The Maryland Technology Development Corporation will now help fund startups between the seed phase and the venture capital phase with a new Gap Investment Fund program.
The money come from $1 million included in the state’s budget for the 2018 fiscal year.
“What we find, is there is a gap between the two funds that when companies can’t find the second round of funding, they are looking out of state,” said John Wasilisin, president and COO of TEDCO. “This program is going to be designed to address that by providing a second source of capital.”
Several companies in recent years have had to go out of state to find this financing, he said, ultimately leaving the state.
During this phase of the startup process, companies have created their prototype or technology and are looking to to show that they can generate revenue.
“Now they’re looking to bring on some more companies so they can scale it up,” Wasilisin said.
The Gap Investment Fund will have a couple of strings attached for companies that want the investment.
The funds must be used to hire new employees and must be matched by private financing.
“We wanted it to really reflect job growth. That’s good for Maryland,” Wasilisin said. “Having the investment by other credited investors shows that the state is not going in alone. There are other investors that are confident in this company.”
Gov.
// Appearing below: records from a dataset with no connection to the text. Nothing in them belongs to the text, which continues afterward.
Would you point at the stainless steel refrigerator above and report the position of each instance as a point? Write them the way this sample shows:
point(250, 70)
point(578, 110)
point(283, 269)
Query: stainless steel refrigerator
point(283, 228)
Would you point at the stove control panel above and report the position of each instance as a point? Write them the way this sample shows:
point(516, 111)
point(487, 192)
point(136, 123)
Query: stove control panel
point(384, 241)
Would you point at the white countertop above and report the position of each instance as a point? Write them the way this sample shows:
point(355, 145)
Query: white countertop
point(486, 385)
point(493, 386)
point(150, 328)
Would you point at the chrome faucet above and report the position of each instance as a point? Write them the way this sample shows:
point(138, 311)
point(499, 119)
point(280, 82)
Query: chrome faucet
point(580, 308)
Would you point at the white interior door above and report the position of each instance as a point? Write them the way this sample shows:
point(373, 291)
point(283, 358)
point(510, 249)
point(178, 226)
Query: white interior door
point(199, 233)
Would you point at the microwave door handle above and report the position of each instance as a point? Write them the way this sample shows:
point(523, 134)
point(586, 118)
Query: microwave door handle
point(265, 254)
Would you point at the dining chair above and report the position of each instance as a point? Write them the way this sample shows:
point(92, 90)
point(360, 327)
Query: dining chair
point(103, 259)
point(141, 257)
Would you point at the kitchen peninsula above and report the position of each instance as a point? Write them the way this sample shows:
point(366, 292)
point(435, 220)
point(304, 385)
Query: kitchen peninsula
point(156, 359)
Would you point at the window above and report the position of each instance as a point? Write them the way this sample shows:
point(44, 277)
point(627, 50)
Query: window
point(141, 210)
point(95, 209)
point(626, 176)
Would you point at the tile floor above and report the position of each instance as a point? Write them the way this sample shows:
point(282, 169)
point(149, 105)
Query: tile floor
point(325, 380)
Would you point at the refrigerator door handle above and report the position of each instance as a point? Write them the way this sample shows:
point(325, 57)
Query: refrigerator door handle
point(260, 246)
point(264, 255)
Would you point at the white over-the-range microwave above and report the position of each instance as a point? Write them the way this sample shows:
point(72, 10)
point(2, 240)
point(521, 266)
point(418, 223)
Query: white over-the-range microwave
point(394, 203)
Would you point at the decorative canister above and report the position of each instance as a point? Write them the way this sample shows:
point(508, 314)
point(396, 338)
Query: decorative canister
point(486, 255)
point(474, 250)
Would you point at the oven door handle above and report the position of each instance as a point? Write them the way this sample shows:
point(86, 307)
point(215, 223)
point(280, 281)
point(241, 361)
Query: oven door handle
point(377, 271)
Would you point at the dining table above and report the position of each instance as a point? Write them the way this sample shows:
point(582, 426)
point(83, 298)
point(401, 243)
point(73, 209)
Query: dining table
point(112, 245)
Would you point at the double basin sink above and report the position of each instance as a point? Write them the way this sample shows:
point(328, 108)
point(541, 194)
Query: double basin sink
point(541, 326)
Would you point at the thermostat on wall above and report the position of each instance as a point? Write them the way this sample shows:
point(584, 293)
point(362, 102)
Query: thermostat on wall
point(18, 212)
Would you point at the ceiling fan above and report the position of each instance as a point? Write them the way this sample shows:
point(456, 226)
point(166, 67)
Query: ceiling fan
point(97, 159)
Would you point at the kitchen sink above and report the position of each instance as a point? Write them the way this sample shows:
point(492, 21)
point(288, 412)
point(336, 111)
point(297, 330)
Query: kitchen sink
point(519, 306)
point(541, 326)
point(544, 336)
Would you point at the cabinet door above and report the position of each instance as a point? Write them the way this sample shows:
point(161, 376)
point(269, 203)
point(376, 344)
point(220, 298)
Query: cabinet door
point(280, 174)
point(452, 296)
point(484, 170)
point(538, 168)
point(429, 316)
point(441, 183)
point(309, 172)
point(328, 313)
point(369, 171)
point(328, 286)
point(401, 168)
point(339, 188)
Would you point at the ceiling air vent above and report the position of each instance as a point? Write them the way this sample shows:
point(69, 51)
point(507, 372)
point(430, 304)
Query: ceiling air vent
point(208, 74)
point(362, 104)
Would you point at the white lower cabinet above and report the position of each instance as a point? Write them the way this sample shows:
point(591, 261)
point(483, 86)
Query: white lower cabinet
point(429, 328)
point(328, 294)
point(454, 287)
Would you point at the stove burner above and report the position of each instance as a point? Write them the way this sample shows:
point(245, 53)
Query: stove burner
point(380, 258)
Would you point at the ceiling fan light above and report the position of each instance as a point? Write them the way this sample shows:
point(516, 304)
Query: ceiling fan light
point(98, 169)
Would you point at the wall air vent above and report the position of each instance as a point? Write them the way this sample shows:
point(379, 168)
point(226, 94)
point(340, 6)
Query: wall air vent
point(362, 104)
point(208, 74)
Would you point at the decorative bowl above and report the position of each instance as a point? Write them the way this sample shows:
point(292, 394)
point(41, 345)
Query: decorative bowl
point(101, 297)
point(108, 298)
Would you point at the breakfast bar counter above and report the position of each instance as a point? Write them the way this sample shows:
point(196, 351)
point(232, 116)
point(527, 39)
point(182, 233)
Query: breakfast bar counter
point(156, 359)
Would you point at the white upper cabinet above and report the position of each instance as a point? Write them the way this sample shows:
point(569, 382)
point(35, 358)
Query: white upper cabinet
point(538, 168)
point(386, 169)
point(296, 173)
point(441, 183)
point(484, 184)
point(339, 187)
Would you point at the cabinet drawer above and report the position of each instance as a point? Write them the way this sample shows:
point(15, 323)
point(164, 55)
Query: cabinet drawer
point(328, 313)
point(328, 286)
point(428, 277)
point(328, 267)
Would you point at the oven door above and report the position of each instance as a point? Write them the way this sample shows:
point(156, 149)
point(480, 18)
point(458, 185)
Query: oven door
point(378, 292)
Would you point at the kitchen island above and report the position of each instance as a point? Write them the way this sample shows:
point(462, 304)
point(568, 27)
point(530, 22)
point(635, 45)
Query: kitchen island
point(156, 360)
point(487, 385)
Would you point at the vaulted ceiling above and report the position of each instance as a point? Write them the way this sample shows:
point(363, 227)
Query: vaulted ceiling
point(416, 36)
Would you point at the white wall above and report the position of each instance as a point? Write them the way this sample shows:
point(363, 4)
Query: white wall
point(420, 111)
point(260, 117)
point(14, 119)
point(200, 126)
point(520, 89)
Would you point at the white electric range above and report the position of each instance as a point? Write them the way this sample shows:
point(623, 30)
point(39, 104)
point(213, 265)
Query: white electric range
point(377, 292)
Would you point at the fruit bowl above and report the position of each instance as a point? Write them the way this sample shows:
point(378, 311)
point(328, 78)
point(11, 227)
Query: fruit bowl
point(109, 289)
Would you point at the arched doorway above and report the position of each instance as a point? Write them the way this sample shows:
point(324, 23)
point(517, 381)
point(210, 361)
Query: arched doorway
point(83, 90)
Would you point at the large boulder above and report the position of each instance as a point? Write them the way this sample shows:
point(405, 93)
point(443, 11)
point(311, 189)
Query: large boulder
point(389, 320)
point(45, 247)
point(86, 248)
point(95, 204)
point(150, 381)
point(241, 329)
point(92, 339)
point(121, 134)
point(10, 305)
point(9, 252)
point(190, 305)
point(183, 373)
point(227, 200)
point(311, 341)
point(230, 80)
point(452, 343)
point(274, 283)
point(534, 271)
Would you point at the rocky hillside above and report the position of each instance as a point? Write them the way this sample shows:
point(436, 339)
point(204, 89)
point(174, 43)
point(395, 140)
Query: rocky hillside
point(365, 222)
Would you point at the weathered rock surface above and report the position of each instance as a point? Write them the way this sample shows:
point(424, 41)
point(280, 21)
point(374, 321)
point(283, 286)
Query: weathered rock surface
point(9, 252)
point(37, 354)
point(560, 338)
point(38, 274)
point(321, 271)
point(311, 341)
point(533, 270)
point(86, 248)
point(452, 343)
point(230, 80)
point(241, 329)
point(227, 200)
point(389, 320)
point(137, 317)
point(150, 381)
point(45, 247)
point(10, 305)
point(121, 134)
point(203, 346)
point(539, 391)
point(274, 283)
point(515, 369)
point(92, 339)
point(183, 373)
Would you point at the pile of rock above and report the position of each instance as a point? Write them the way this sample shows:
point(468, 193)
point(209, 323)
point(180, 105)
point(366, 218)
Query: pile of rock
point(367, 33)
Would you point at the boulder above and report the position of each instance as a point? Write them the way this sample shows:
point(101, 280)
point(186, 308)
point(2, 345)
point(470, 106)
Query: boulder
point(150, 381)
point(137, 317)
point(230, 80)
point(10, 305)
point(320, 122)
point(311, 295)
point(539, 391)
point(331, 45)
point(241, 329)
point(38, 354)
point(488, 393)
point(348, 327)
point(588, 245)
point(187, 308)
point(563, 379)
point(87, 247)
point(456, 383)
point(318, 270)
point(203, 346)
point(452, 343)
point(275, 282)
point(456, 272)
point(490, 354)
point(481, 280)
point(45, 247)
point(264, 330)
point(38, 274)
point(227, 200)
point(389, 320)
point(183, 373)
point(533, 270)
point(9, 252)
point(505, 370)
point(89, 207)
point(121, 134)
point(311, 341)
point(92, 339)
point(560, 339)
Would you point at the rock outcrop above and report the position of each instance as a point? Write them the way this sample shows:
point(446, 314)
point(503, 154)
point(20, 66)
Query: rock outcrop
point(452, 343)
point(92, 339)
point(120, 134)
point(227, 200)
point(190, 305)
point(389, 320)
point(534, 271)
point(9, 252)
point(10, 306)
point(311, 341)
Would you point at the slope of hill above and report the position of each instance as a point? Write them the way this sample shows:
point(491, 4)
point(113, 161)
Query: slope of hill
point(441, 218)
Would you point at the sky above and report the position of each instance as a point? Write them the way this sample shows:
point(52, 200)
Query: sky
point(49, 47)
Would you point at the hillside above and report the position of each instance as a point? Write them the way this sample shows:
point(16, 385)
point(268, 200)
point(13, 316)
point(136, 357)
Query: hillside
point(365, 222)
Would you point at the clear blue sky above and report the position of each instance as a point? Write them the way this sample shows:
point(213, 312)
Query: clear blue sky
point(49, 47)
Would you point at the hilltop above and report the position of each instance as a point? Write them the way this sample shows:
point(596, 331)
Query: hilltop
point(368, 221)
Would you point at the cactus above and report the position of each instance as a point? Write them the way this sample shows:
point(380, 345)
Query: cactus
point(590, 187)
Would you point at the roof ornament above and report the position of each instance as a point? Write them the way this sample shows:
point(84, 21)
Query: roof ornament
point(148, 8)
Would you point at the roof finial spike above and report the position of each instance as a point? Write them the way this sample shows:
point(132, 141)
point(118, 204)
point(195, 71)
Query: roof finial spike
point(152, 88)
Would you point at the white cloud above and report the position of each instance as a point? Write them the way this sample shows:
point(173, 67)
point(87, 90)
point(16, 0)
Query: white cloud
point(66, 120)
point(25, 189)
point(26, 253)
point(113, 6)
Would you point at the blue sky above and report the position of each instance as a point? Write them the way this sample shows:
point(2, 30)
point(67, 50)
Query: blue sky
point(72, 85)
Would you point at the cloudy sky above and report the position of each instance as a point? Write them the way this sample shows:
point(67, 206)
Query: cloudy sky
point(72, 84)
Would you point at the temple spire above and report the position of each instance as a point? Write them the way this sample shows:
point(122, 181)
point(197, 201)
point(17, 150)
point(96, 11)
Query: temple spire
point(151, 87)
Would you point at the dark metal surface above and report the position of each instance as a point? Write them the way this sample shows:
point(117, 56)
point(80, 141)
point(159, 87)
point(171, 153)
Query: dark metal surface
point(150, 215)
Larry Hogan included the funds in his 2018 budget and said he hopes to see it increase incentives for companies to stay in the state.
“Technology startups often face funding challenges, particularly the critical period between receiving seed funding and being a mature enough company to attract capital,” Hogan said in a statement. “This new program will bridge that funding gap, giving technology startups a much-needed lifeline as well as incentive to stay and grow in Maryland.”
The fund will be available July 1, the beginning of the state’s fiscal year. Wasilisin anticipated an application process could begin in June, as TEDCO spends the next couple of weeks developing the program.
The funds have only been guaranteed for one year, but Wasilisin said he hopes the demand shows the need for this stage of funding.
“I am certain that the demand is going to far outstrip the supply of funding,” he said.